GH-46734: [C++] Arrow Flight SQL ODBC layer in Windows
Rationale for this change
- Build Arrow Flight SQL ODBC DLL from
flightsqlandodbcabstractioncomponent. - The ODBC driver will be available in Windows only.
What changes are included in this PR?
- Add handle allocation for environment and connection.
- Add environment attribute setting
Are these changes tested?
Yes, on local Windows environment.
Are there any user-facing changes?
N/A
This PR addresses the following issues:
- #46734
- #46004
- #46096
- #46097
- #46574
- #46575
- GitHub Issue: #46098
- GitHub Issue: #30622
- GitHub Issue: #46734
:warning: GitHub issue #46098 has been automatically assigned in GitHub to PR creator.
@aiguofer I have opened a draft PR for the ODBC layer.

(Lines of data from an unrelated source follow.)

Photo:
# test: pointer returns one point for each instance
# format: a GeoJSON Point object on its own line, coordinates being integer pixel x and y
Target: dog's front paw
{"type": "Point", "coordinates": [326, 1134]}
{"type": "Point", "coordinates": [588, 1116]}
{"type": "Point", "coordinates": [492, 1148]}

@zeroshade , @assignUser , @ianmcook Follow-up on the May-07 Arrow meeting, this is the draft PR that Rob and I have for creating the initial connection in the ODBC layer. It is based on top of @jbonofre 's PR#40939. Some changes in this PR are planned to be moved to PR#40939, such as the vcpkg.json update.

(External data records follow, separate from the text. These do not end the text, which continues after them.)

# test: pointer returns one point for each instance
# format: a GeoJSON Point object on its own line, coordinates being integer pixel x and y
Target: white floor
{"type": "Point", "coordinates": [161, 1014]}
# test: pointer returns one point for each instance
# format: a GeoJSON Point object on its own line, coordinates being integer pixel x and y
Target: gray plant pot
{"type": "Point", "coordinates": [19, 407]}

@alinaliBQ why not just using the original PR/branch ? Just to not loose changes/comments.
@alinaliBQ why not just using the original PR/branch ? Just to not loose changes/comments.

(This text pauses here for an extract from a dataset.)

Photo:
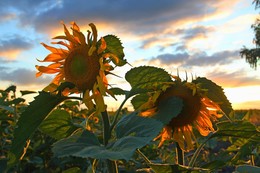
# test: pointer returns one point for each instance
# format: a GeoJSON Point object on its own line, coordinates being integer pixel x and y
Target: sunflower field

Yup you're right, for flightsql-odbc contribution, folks should use the apache#40939 PR, and that PR has higher priority for review than apache#46099. After apache#40939 PR is merged, we can go back to look at this apache#46099 PR.
Hello @lidavidm , this is the draft PR that is based on top of @jbonofre 's https://github.com/apache/arrow/pull/40939. It's still a draft PR but just wanted to give you a heads up
Hi @lidavidm @kou and other interested maintainers, please let me know if you prefer the Arrow Flight SQL ODBC contribution PRs like this one to be split into smaller PRs. It would be nice to know in advance so my team can prepare for the split, thank you!
Yes. I prefer smaller PRs to larger PRs because smaller PRs are easier to review than larger PRs.
(BTW, I'm not sure whether this PR is a smaller PR or not...)
Yes, smaller PRs would be preferable. (To be frank, I have yet to actually review the first PR in full, but I'd rather get the paperwork done and get it merged ASAP, then we can go over it in detail afterwards.)
@kou @lidavidm Ok sounds good! I will rebase Bit-Quill:apache-odbc on top of apache:main branch after https://github.com/apache/arrow/pull/40939 is merged, so the size of this PR will be smaller compared to what it shows right now. Then I plan to open new smaller PRs to split this PR.
:warning: GitHub issue #30622 has been automatically assigned in GitHub to PR creator.
Hi David @lidavidm and Kou @kou, there's been a change regarding my last comment, we (Rob @rscales & I) will still work on splitting the PR into smaller ones and look into the flightsql-odbc comments from David on https://github.com/apache/arrow/pull/40939 (and any other comments for Arrow ODBC Flight SQL), but that will be after we finish developing the ODBC layer to have the full functionality.
This PR#40939 will stay in draft state until we finish developing the ODBC driver, but any changes in this PR are ready for community to review.
TL;DR, we would like to finish the ODBC layer development first, and we will begin addressing the community comments after that.
Please let me know if you have any questions. :)
OK - sounds good, please ping me when that is ready for review
Could you fix a build error https://github.com/apache/arrow/issues/46576 before the ODBC layer development?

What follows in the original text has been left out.